Famously proud of his stamina, the next president also ignores another piece of critical health advice: the American Academy of Sleep Medicine’s recommendation that adults get about seven hours of sleep per night. On the campaign trail, Trump has said he needs only about four hours.

Barzilai said that while some individuals can remain healthy on a few hours of sleep nightly, they are exceedingly rare. Most people become “metabolically compromised,” insulin-resistant and ineffective at absorbing nutrients, not to mention cranky, he said.

Trump’s early-morning Twitter posts are among his most emotional, Barzilai noted. “I would say there is evidence, at least by tweet, that Trump is not sleeping enough,” he said.

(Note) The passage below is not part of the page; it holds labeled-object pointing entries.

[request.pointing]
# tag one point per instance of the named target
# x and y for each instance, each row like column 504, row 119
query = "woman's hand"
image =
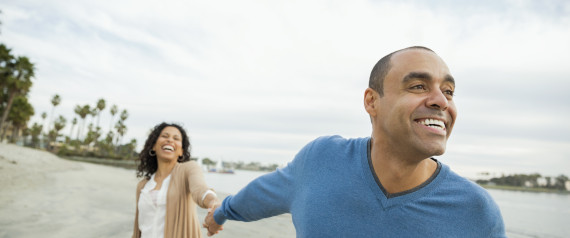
column 209, row 222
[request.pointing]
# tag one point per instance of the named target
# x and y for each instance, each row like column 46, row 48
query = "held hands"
column 209, row 222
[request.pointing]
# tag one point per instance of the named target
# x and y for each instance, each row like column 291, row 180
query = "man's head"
column 381, row 68
column 410, row 102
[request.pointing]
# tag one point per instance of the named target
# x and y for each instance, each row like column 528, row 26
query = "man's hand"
column 209, row 222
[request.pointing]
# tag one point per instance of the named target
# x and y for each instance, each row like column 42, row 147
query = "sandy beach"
column 46, row 196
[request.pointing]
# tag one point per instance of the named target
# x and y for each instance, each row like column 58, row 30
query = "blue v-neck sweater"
column 331, row 191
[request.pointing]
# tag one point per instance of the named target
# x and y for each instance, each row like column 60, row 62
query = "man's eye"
column 419, row 86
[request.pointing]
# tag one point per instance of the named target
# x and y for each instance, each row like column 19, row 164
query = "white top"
column 152, row 208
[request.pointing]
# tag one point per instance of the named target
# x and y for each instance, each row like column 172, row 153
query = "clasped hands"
column 209, row 222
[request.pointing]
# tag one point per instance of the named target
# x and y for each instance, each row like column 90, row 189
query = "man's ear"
column 370, row 105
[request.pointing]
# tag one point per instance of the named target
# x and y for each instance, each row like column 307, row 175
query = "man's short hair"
column 381, row 69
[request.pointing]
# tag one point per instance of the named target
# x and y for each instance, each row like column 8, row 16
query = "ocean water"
column 525, row 214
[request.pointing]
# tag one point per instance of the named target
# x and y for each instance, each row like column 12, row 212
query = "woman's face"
column 168, row 146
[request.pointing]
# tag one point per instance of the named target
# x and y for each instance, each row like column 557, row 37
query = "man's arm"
column 266, row 196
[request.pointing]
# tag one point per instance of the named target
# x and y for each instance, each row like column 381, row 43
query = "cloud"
column 256, row 80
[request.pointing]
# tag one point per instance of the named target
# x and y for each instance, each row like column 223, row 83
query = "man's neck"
column 398, row 172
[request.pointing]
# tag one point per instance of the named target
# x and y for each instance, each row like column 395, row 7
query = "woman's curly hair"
column 147, row 163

Perhaps one of Trump’s greatest health advantages is his socioeconomic status. A child of affluence, he has never had to endure poverty or anything close to it. Overwhelming evidence exists that the poor face greater risk of illness and death than the wealthy. And prior to the Affordable Care Act, which expanded health insurance to millions of lower-income Americans, they also faced greater difficulty obtaining health insurance.

“People who live and work in low socioeconomic circumstances are at increased risk for mortality, morbidity, unhealthy behaviors, reduced access to health care, and inadequate quality of care,” the CDC reported in 2011.

Trump, by contrast, has reaped the health benefits of his birth and circumstance.

“He’s rich and well-educated,” Austad said, “and those things are almost miracle drugs.”

Michael Kranish contributed to this report.